Après en avoir délibéré en chambre du conseil le 25 mars 2014,

Rend l’arrêt que voici, adopté à cette date :

PROCÉDURE

1. A l’origine de l’affaire se trouve une requête (no 10587/10) dirigée contre la République hellénique et dont un ressortissant de cet Etat, M. Vasilios[1] Adamantidis (« le requérant »), a saisi la Cour le 4 février 2010 en vertu de l’article 34 de la Convention de sauvegarde des droits de l’homme et des libertés fondamentales (« la Convention »).

2. Le requérant a été représenté par Mes K. Tsitselikis et A. Spathis, avocats au barreau de Thessalonique. Le gouvernement grec (« le Gouvernement ») a été représenté par les délégués de son agent, Mme F. Dedousi, assesseure auprès du Conseil juridique de l’Etat, et M. D. Kalogiros, auditeur auprès du Conseil juridique de l’Etat.

3. Le requérant allègue une violation de l’article 3 de la Convention.

4. Le 31 août 2011, la requête a été communiquée au Gouvernement.

EN FAIT

I. LES CIRCONSTANCES DE L’ESPÈCE

5. Le requérant est né en 1984 et réside à Thessalonique.

6. Le 24 octobre 2009, des poursuites pénales furent engagées contre le requérant pour tentative de vol avec violences.

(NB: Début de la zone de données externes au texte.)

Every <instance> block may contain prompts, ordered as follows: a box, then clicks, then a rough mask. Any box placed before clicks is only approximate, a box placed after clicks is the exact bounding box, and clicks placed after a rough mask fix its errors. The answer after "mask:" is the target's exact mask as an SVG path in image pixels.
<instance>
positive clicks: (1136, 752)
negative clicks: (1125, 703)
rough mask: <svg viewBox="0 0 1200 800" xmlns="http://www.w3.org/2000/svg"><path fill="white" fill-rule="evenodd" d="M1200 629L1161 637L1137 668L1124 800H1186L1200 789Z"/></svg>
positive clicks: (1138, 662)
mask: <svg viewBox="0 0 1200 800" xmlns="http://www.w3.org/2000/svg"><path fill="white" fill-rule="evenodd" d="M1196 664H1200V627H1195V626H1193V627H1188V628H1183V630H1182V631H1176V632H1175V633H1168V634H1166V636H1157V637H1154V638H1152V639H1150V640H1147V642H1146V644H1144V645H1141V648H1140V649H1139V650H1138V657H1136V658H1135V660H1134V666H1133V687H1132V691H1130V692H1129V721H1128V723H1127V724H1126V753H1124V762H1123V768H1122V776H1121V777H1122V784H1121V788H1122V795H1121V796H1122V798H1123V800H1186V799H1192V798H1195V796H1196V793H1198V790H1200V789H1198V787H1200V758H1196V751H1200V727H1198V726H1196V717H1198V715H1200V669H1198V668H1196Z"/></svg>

Le jour même, le juge d’instruction ordonna sa mise en détention provisoire (ordonnance no 49/2009).

7. Le requérant fut détenu jusqu’au 16 novembre 2009 au commissariat de police de Lefkos Pyrgos (Thessalonique). À cette date, il fut transféré dans les locaux de la Direction générale de la police de Thessalonique.

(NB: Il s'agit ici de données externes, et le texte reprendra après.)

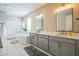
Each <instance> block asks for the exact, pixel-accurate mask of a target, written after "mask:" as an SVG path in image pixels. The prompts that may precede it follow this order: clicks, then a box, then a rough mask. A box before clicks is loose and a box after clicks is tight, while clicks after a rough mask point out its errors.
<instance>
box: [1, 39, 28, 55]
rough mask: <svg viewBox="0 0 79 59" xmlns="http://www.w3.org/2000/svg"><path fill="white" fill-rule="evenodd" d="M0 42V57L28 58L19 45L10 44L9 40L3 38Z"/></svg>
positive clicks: (23, 49) (22, 47)
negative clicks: (22, 57)
mask: <svg viewBox="0 0 79 59" xmlns="http://www.w3.org/2000/svg"><path fill="white" fill-rule="evenodd" d="M1 40H2V44H3V48H0V56H29V55H28V54H27V53H26V51H25V50H24V49H23V47H22V46H21V45H20V44H18V43H16V44H11V40H7V39H5V38H2V39H1Z"/></svg>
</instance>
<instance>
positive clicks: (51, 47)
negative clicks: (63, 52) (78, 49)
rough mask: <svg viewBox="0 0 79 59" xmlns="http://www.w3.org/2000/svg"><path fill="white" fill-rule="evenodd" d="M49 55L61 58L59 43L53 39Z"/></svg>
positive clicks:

8. Selon le requérant, les deux espaces de détention n’étaient pas suffisamment aérés et ensoleillés. Il fait aussi état des problèmes de surpeuplement, de manque d’exercice physique, d’insuffisance d’alimentation et d’absence de contact avec le monde extérieur pendant sa détention.

9. Le 23 décembre 2009, le requérant informa le procureur des conditions de sa détention dans les locaux de la Direction générale de la police de Thessalonique et sollicita l’amélioration de celles-ci. À ce jour, le requérant ne reçut aucune réponse.

10. Il ressort du dossier que le requérant fut détenu à la Direction générale de la police de Thessalonique jusqu’au 29 janvier 2010.

II. LE DROIT INTERNE ET LA PRATIQUE NATIONALE ET INTERNATIONALE PERTINENTS

A. Le code pénitentiaire

11. Les articles pertinents en l’espèce du code pénitentiaire disposent :

Article 1

« 1. Les règles qui suivent régissent les conditions et les circonstances de l’exécution des peines et des mesures de sûreté (...) conformément à la Constitution, aux conventions internationales, aux lois et aux actes réglementaires édictés en vertu de celles-ci.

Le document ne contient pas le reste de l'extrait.